Design Distributed Rate Limiter
What is a Rate Limiter?
A rate limiter is a system that controls the number of requests a user or client can make to an API or service within a specific time window. It helps protect services from abuse, prevents resource exhaustion, and ensures fair usage among clients.
Example: If a system allows a maximum of 100 requests per minute, any request beyond that limit within the same minute would either be throttled (delayed) or rejected outright, often with an HTTP 429 Too Many Requests response.
In this article, we will dive into the system design of a distributed rate limiter, and explore the the 5 most commonly used rate limiting algorithms with examples, pros and cons.
Let’s begin by clarifying the requirements.
1. Requirements
Before diving into the architecture, lets outline the functional and non-functional requirements:
1.1 Functional Requirements
- Per-User Rate Limiting: Enforce a fixed number of requests per user or API key within a defined time window (e.g., 100 requests per minute). Excess requests should be rejected with an HTTP
429 Too Many Requests. - Global Enforcement: Limits must be enforced consistently across all nodes in a distributed environment. Users shouldn't bypass limits by switching servers.

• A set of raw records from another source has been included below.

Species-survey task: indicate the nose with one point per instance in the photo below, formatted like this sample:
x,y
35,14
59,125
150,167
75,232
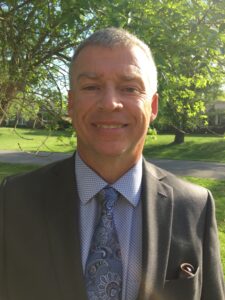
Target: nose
x,y
110,99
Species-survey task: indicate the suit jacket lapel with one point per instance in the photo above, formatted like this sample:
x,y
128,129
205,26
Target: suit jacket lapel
x,y
157,203
61,212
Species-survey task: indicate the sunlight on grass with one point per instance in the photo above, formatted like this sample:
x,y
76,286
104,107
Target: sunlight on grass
x,y
196,147
217,187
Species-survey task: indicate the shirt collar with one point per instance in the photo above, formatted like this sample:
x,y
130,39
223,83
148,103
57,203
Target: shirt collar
x,y
90,183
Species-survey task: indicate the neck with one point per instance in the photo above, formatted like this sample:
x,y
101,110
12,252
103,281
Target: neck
x,y
110,168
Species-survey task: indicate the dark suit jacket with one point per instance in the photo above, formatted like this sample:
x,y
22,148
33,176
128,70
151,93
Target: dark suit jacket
x,y
40,246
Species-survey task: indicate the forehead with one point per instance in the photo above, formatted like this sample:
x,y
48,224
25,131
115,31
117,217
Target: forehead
x,y
102,61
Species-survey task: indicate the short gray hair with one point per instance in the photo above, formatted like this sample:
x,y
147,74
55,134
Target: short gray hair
x,y
113,37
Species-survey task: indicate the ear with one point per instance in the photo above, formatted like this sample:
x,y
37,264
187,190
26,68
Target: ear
x,y
154,106
70,103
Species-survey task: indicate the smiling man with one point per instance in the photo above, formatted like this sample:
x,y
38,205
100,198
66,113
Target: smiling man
x,y
106,224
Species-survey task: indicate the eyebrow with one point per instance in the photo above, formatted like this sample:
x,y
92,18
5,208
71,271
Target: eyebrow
x,y
88,75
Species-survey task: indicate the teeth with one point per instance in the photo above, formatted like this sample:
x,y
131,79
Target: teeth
x,y
109,126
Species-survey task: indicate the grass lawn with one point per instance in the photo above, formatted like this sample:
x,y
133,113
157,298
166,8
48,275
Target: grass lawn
x,y
36,140
217,187
196,147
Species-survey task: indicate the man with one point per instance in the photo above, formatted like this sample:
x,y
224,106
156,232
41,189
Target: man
x,y
158,240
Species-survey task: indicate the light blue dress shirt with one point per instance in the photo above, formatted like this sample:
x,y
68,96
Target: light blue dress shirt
x,y
127,216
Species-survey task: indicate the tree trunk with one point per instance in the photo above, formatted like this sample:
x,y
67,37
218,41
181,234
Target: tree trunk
x,y
179,137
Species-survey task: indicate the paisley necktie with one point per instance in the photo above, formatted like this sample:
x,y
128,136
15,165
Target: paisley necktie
x,y
103,274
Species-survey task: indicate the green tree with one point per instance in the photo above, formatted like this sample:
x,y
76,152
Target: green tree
x,y
187,39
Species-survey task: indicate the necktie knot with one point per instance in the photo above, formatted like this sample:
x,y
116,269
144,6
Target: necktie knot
x,y
104,265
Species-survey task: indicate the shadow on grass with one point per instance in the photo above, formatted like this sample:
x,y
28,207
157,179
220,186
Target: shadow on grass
x,y
188,151
42,132
7,169
217,187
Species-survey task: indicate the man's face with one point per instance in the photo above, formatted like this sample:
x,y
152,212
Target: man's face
x,y
110,103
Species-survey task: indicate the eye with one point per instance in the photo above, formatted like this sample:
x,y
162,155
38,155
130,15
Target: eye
x,y
130,90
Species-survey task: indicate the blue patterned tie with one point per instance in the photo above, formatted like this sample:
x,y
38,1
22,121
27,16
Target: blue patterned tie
x,y
103,272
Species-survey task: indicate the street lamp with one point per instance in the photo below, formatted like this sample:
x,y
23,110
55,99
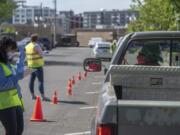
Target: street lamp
x,y
177,22
54,31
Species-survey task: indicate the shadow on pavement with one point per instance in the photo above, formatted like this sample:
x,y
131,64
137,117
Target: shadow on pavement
x,y
73,102
64,63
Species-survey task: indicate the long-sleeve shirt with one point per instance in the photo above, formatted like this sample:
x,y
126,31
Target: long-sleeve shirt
x,y
7,83
38,49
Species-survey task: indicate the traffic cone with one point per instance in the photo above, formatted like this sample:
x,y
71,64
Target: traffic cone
x,y
54,98
79,76
69,87
85,74
73,80
37,113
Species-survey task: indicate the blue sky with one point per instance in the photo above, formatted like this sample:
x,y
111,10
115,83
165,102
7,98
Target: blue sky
x,y
84,5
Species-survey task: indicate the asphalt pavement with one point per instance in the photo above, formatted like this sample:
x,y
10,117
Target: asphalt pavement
x,y
73,114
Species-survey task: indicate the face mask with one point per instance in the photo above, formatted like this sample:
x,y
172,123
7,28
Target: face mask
x,y
10,55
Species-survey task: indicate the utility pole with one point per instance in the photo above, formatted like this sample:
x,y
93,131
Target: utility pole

- Multi-Window Support: Apply limits across multiple time granularities simultaneously (e.g., per second, per minute, per hour) to prevent abuse over short and long bursts.
1.2 Non-Functional Requirements
To be usable at scale, our distributed rate-limiter must meet several critical non-functional goals:
- Scalability: The system should scale horizontally to handle massive request volumes and growing user counts.
- Low Latency: Rate limit checks should be fast ideally adding no more than a few milliseconds per request.
- High Availability: The rate-limiter should continue working even under heavy load or node failures. There should be no single point of failure.
- Strong Consistency: All nodes should have a consistent view of each user’s request counts. This prevents a client from bypassing limits by routing requests through different servers.
- High Throughput: The system should support a large number of operations per second and serve many concurrent clients without significant performance degradation.